2.Het onderzoek ter terechtzitting

De zaak is laatstelijk op 14 november 2014 ter terechtzitting onderzocht. Daarbij is verdachte verschenen. Verdachte is bijgestaan door mr. C.B. Stenger, advocaat te Amsterdam.
Als benadeelde partijen hebben zich schriftelijk in het geding gevoegd: [slachtoffer 2], [slachtoffer 1] en [slachtoffer 4]. Deze benadeelde partijen zijn ter terechtzitting verschenen.
De officier van justitie, mr. A. Reah, heeft gerekwireerd.
Verdachte en zijn raadsvrouw hebben het woord ter verdediging gevoerd.
3. De beslissing inzake het bewijs [1]
Ten aanzien van het onder feit 1 tenlastegelegde
Er is sprake van een bekennende verdachte als bedoeld in artikel 359 derde lid, laatste zin van het Wetboek van Strafvordering en daarom wordt volstaan met een opgave van de bewijsmiddelen.
Bewijsmiddelen:
- het proces-verbaal van aangifte van [slachtoffer 2], p. 22;
- een deskundigenverklaring van het Nederlands Forensisch Instituut, getiteld ‘knalvuurwerk met lont’, p. 3 en 5 van 7;
- de verklaring van verdachte afgelegd ter terechtzitting van 14 november 2014.
Conclusie
De rechtbank acht wettig en overtuigend bewezen dat verdachte het onder feit 1 tenlastegelegde heeft begaan, met dien verstande dat bewezen wordt geacht dat:
hij op 15 december 2013 te Arnhem, opzettelijk tijdens de voetbalwedstrijd Vitesse-Nac Breda een ontploffing teweeg heeft gebracht door toen en daar opzettelijk zwaar illegaal vuurwerk (een zogenoemde nitraat) heeft aangestoken en dat vuurwerk op de tribunevloer, temidden van een (groot) aantal bezoekers van voormelde wedstrijd, heeft gelegd en waarbij dat vuurwerk temidden van die groep personen is geëxplodeerd, terwijl daarvan gevaar voor zwaar lichamelijk letsel voor [slachtoffer 1] en/of [slachtoffer 2] en/of [slachtoffer 3] en/of één of meer andere (aldaar aanwezige) personen, te duchten was.

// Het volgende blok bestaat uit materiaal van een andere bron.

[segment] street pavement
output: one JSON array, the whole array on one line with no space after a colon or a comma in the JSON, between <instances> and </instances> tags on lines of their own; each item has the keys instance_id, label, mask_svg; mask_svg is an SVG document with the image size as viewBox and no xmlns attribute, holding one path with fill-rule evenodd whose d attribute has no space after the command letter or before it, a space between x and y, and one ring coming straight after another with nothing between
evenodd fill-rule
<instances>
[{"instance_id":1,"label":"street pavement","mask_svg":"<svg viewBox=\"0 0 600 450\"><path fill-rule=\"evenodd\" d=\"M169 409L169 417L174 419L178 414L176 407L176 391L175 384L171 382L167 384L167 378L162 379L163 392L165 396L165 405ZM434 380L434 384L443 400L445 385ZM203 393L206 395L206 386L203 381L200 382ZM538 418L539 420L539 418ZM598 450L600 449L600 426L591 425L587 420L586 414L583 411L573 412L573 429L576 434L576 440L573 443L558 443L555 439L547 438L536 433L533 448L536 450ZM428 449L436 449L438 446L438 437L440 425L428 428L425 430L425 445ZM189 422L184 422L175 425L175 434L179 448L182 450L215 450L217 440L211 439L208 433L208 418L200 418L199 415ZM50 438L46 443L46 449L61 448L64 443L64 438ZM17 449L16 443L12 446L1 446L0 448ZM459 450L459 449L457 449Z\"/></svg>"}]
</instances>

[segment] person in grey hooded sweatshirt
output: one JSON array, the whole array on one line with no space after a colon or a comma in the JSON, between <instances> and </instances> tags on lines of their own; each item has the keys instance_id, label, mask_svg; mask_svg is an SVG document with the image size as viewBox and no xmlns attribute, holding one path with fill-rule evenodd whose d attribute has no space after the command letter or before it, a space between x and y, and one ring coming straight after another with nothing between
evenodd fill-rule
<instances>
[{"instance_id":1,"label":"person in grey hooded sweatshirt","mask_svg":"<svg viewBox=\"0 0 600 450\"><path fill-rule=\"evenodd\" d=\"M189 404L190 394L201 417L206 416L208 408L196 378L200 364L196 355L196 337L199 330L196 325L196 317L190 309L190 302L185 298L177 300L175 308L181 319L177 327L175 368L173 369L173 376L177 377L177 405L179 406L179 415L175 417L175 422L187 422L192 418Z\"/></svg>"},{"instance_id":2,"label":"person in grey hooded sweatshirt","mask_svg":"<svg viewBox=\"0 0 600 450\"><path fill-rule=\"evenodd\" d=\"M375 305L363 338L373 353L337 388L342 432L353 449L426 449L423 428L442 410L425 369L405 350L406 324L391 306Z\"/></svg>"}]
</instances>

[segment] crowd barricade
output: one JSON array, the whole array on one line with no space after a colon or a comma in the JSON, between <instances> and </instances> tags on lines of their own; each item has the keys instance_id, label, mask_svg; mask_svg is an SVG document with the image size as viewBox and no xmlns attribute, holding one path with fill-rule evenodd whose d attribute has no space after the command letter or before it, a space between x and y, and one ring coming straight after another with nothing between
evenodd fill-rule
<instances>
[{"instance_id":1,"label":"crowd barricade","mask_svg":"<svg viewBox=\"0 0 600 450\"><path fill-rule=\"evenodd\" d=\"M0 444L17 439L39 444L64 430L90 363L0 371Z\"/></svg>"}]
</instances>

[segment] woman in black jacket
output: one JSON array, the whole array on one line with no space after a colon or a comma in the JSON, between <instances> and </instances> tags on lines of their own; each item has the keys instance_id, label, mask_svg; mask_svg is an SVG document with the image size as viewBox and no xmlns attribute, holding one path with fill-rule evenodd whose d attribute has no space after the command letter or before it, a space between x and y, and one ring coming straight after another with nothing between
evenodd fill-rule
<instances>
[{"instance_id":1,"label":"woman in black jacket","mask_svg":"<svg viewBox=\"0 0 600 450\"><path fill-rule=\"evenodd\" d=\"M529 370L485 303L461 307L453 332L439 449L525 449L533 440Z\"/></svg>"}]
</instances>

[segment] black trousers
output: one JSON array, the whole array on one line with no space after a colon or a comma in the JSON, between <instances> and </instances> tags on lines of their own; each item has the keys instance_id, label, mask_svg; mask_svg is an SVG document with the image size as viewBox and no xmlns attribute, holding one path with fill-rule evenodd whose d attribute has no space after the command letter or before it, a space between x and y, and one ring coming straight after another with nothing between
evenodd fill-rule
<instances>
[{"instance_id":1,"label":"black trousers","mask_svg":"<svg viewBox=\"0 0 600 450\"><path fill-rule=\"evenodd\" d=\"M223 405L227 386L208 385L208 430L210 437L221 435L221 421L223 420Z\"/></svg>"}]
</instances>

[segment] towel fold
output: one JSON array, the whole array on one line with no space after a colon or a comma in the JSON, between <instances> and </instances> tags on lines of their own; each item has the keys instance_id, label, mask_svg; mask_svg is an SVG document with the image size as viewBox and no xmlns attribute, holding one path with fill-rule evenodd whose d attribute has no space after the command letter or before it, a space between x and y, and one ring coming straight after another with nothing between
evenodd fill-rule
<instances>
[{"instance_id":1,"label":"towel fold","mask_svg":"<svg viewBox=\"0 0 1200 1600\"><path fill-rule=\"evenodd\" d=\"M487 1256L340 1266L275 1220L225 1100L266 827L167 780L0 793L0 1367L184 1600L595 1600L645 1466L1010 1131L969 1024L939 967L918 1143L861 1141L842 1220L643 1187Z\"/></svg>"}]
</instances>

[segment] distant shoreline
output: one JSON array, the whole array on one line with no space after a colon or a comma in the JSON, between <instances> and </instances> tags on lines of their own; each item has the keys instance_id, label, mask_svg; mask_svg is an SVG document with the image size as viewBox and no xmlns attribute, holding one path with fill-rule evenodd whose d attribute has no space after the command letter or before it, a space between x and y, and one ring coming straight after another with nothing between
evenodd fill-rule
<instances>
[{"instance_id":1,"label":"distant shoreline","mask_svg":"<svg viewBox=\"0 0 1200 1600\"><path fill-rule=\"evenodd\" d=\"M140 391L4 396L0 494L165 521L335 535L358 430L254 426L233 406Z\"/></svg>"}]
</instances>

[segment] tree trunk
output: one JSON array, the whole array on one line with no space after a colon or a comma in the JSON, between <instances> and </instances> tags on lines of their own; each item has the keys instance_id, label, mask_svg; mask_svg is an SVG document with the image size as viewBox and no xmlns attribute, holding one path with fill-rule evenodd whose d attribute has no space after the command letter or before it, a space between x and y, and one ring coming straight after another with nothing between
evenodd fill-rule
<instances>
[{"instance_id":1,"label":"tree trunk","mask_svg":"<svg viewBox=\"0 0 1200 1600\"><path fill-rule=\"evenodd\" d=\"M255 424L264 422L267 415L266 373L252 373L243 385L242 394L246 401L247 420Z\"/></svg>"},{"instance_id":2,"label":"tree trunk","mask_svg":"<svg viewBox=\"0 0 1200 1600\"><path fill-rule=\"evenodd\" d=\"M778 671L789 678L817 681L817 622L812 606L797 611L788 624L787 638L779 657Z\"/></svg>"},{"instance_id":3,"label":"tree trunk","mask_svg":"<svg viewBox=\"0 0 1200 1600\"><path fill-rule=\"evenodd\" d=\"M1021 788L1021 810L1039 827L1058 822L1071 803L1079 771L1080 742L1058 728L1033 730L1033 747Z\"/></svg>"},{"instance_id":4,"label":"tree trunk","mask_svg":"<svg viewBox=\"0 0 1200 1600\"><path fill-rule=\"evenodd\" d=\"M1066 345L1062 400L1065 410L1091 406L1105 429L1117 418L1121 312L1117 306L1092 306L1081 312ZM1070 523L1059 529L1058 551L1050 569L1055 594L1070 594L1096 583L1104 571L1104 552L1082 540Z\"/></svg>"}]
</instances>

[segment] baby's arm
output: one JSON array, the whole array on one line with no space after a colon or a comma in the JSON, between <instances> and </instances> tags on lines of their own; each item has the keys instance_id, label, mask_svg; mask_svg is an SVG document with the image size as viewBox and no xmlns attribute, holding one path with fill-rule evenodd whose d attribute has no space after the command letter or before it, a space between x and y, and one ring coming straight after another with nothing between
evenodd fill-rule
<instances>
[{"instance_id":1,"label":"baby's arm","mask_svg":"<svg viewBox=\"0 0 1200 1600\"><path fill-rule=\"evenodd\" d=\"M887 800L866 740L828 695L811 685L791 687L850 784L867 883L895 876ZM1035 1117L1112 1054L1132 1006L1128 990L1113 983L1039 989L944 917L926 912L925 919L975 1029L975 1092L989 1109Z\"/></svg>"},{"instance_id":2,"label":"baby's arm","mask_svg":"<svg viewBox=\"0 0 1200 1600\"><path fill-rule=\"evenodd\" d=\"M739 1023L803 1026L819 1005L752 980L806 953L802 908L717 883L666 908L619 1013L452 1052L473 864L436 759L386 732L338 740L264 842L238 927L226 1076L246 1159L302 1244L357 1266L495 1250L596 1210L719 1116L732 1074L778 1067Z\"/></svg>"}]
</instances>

Ten aanzien van het onder feit 2 tenlastegelegde
De feiten
Op grond van de bewijsmiddelen wordt het volgende, dat verder ook niet ter discussie staat, vastgesteld.
Op 15 december 2013 was verdachte te Arnhem aanwezig op de tribune bij de wedstrijd tussen Vitesse en Nac Breda. Aldaar heeft verdachte illegaal vuurwerk, een zogenoemde nitraat, aangestoken en op de tribunevloer neergelegd, waarna dat vuurwerk is geëxplodeerd. Op korte afstand van die explosie stonden [slachtoffer 1], [slachtoffer 4], [slachtoffer 2], [slachtoffer 3] en anderen. [2]
Het standpunt van de officier van justitie
De officier van justitie heeft gesteld dat wettig en overtuigend bewezen kan worden geacht dat verdachte zich schuldig heeft gemaakt aan zware mishandeling van [slachtoffer 1], [slachtoffer 4], [slachtoffer 2]. Deze personen hebben allen blijvende gehoorschade. Voorts heeft verdachte zich schuldig gemaakt aan een poging tot zware mishandeling van [slachtoffer 3].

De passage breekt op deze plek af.